2. Sustainability-focused metrics
gCO2e
gCO2e stands for "grams carbon dioxide equivalent." It is a measure of the environmental impact of training a machine learning model, up to a certain point in the training process.
gCO2e compares emissions from different greenhouse gases based on their global warming potential (GWP). It converts the amount of other gases into the equivalent amount of CO2 in grams.

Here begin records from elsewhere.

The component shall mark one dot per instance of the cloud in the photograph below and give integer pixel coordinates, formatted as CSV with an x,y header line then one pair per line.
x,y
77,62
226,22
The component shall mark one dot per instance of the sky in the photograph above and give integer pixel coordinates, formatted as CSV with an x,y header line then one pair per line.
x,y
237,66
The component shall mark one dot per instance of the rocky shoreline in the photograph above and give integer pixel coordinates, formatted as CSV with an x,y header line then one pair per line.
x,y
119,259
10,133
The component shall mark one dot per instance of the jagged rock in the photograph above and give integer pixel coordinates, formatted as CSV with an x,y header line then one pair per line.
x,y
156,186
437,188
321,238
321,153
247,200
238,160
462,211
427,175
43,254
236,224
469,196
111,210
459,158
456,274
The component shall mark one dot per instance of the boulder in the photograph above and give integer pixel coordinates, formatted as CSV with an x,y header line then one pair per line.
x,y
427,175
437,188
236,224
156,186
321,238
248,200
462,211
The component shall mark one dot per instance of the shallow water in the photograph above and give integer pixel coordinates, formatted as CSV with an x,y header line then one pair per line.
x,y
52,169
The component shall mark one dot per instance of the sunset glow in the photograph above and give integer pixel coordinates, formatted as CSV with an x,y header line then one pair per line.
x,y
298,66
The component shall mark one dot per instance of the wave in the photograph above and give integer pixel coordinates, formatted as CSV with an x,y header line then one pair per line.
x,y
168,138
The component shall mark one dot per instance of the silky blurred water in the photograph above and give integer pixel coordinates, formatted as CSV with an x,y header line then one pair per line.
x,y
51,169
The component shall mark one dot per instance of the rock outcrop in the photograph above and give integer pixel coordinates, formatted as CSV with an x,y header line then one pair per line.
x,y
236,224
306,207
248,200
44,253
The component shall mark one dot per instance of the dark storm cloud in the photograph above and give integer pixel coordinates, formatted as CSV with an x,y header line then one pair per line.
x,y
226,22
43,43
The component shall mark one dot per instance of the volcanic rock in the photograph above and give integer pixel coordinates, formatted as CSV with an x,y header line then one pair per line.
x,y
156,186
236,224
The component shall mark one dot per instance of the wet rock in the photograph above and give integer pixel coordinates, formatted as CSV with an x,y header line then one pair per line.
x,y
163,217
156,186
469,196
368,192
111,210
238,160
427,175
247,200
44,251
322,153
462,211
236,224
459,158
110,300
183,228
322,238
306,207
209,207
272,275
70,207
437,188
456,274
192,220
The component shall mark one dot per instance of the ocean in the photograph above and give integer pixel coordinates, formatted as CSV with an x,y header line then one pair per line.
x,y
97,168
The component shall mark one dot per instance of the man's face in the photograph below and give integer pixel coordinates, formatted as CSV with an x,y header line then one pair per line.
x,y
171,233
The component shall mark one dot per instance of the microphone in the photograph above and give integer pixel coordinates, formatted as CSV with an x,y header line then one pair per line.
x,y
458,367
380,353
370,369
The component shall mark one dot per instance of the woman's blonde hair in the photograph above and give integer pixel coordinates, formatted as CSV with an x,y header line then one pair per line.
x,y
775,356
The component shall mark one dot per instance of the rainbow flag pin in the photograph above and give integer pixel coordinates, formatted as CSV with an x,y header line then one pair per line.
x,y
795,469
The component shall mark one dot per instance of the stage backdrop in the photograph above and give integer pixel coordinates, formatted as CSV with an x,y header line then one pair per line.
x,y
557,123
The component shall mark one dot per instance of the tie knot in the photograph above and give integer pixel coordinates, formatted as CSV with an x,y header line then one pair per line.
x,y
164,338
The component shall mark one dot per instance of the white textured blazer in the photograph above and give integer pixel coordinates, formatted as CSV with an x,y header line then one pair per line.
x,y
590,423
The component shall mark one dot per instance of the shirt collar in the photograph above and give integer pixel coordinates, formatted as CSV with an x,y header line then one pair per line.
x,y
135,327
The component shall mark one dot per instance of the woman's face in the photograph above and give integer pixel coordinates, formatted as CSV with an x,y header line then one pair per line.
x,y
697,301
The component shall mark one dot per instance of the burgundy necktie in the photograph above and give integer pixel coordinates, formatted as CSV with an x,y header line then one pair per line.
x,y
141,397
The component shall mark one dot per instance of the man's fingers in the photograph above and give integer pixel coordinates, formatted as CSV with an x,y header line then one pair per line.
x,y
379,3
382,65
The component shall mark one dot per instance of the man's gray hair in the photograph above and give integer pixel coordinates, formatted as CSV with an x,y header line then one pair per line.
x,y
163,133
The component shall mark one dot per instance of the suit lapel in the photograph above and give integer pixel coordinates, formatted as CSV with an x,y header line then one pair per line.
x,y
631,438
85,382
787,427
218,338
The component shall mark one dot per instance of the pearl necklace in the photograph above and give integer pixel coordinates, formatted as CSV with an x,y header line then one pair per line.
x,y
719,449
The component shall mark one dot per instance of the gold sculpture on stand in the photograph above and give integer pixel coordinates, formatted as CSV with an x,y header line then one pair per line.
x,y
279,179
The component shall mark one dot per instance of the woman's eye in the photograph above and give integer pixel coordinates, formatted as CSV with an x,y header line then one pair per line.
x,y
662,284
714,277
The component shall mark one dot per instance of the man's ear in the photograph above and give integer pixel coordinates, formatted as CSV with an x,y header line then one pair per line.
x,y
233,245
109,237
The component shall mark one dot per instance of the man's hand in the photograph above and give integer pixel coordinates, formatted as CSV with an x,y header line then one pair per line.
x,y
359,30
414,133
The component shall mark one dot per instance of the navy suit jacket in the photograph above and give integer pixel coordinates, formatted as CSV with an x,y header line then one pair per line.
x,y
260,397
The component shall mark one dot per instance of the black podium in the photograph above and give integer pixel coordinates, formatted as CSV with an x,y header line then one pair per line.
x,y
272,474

For example, methane has a GWP of 25, meaning that the emission of one gram of methane is equivalent to the emission of 25 grams of carbon. Carbon is used as a reference and has a GWP of 1.
Calculation
To calculate gCO2e, we estimate the energy consumption of the GPU by looking at the training time and utilization rate. We then use the carbon intensity (gCO2e/kWh) of the computation center to calculate the gCO2e.
3. Mixed Metrics
The mixed metrics are benchmarks that take into account two or more of the previously discussed metrics in order to find the best experiment from a group of experiments.
acc-gCO2e
Weighted sum of training accuracy and normalized gCO2e emission. The accuracy to gCO2e weight ratio is 80/20. The gCO2e emission is normalized over all experiments on a dataset by min-max scaling the gCO2e value to the interval [0,1]. A score of 1 marks the best performance.
acc-flops
Weighted sum of training accuracy and normalized flops. The accuracy to flops weight ratio is 80/20. The flops are normalized over all experiments on a dataset by min-max scaling the flops value to the interval [0,1]. A score of 1 marks the best performance.
acc-vgap
Weighted sum of training accuracy and normalized vgap. The accuracy to vgap weight ratio is 80/20. The vgap is normalized over all experiments on a dataset by min-max scaling the vgap value to the interval [0,1]. A score of 1 marks the best performance.